On January 29, the Bank of Japan (BOJ) announced a complicated program to pay different rates of interest on tranches of deposits that banks hold with the BOJ. Beyond a certain point, any additional money deposited at the BOJ will earn a negative rate of interest. Financial markets quickly reacted positively: Real bond yields fell, the yen fell, and stock prices rose. But much of these gains were erased in subsequent days, probably because markets came to believe the effects of the new policy would be small. Worryingly, the nominal bond yield fell further even as the real yield rose. Ten-year inflation compensation is now only 0.5 percent, a clear message that markets expect the BOJ to fail to deliver 2 percent inflation. Other measures of expected inflation are also turning down.

A shift from 0.1 to -0.1 percent on a small fraction of BOJ deposits is a tiny move. In Switzerland, where deflation also has been a problem, banks face a -0.75 percent interest rate on additional deposits at the central bank, and even larger negative rates may be possible. The BOJ should move to -0.75 percent on future increases in deposits, while paying 0 percent on the current stock of deposits.

The BOJ's program of asset purchases since 2013 moved the best measure of core inflation (consumer prices excluding energy and fresh food) from nearly -1 percent to more than 1 percent. This is about two-thirds of the way to its goal of 2 percent, a tremendous achievement. But the BOJ cannot afford to make only tiny adjustments to its policies at this time. The effects of past yen depreciation are diminishing, and wages are not accelerating enough to sustain the current rate of core inflation, let alone push it higher.

The government of Prime Minister Shinzo Abe could help by raising the salaries of public workers and taking other measures to increase wages recently recommended by Olivier Blanchard and Adam Posenin the Nikkei Asian Review. But the BOJ should not make inaction by the government an excuse for its own passivity. In the end, maintaining stable inflation is the job of the central bank.

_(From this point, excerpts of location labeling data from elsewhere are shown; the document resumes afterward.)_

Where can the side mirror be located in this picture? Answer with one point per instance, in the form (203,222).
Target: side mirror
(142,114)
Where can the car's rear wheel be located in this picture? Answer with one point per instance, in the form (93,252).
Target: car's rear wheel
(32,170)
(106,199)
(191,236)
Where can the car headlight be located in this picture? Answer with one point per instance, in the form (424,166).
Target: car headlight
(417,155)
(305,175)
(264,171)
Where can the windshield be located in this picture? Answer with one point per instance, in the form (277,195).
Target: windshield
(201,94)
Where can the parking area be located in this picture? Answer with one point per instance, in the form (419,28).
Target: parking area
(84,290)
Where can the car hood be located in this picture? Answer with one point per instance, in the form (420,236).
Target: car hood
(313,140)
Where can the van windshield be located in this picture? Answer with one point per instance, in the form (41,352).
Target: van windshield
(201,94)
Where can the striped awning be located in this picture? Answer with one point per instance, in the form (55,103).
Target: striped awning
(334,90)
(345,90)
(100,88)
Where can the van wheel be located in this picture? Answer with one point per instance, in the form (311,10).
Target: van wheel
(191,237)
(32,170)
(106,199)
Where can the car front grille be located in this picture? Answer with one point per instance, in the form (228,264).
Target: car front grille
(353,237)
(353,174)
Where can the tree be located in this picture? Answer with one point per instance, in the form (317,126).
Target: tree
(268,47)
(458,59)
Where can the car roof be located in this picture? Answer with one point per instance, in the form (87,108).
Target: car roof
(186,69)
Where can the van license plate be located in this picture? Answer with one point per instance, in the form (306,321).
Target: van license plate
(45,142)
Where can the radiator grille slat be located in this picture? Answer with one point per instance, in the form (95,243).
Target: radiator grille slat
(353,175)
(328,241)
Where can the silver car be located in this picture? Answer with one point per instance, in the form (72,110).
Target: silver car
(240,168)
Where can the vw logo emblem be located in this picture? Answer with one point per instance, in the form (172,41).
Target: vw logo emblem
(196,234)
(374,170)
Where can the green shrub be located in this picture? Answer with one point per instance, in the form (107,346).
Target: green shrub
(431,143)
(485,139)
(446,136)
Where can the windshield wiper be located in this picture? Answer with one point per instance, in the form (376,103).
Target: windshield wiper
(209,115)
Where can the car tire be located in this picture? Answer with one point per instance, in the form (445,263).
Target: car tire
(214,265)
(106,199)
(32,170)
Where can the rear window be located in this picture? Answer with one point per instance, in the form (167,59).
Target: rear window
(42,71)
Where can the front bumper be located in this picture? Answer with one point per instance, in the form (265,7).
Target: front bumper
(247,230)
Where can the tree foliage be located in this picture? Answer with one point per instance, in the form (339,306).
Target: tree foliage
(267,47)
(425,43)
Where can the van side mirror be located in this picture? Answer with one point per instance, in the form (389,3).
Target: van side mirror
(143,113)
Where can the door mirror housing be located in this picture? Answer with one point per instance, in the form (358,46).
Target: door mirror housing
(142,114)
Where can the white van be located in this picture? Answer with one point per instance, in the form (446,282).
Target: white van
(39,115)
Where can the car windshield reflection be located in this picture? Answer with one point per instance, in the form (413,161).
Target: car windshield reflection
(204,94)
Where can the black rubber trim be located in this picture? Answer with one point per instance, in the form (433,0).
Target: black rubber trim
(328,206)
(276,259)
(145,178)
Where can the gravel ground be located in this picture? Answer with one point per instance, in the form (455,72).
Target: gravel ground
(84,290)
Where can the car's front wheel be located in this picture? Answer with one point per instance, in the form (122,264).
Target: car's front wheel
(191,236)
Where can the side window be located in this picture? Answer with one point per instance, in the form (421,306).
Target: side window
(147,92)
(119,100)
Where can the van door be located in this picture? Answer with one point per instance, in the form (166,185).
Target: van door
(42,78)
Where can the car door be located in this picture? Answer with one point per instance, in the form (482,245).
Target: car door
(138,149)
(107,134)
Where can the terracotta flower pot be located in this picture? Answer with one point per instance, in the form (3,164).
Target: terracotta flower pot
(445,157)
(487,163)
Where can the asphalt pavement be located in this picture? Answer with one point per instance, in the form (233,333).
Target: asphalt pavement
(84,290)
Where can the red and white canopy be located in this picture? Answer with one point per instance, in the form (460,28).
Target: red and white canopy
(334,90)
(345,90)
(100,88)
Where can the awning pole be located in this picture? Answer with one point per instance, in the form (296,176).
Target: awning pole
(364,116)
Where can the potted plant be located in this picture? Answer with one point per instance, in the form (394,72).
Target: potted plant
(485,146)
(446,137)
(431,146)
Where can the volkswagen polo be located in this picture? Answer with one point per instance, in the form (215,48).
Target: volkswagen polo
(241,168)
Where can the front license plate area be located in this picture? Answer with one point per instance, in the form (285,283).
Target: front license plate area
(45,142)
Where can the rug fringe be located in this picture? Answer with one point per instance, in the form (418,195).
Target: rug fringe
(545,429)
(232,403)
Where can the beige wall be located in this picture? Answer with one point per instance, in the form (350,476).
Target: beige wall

It is absolutely critical to get a strong increase in this spring's wage negotiations. The BOJ needs to make a convincingly bold move now. In addition to lowering its deposit rate to -0.75 percent, the BOJ should step up purchases of equities to 50 trillion yen, about 10 percent of the market, for at least one year, and longer if needed to firmly anchor inflation at 2 percent.

Equity purchases should be directed toward all shares trading in Japan in proportion to their market capitalization. Alternatively, the BOJ may continue to buy exchange-traded funds (ETFs) based on the broadest available market indexes. ETFs are open-ended and thus grow automatically in response to market demand. The point of the program is not to pick winners and losers, but to raise equity values and household wealth broadly. This will encourage consumption and investment in Japan, putting upward pressure on inflation.

The paradox of quantitative easing in the past seven years is that central banks that were slowest to engage in it at first (the BOJ and the European Central Bank) are being forced to do more of it later than those central banks that embraced it earlier (the Bank of England and the Federal Reserve). If the BOJ does not move boldly now, it will have to do even more later.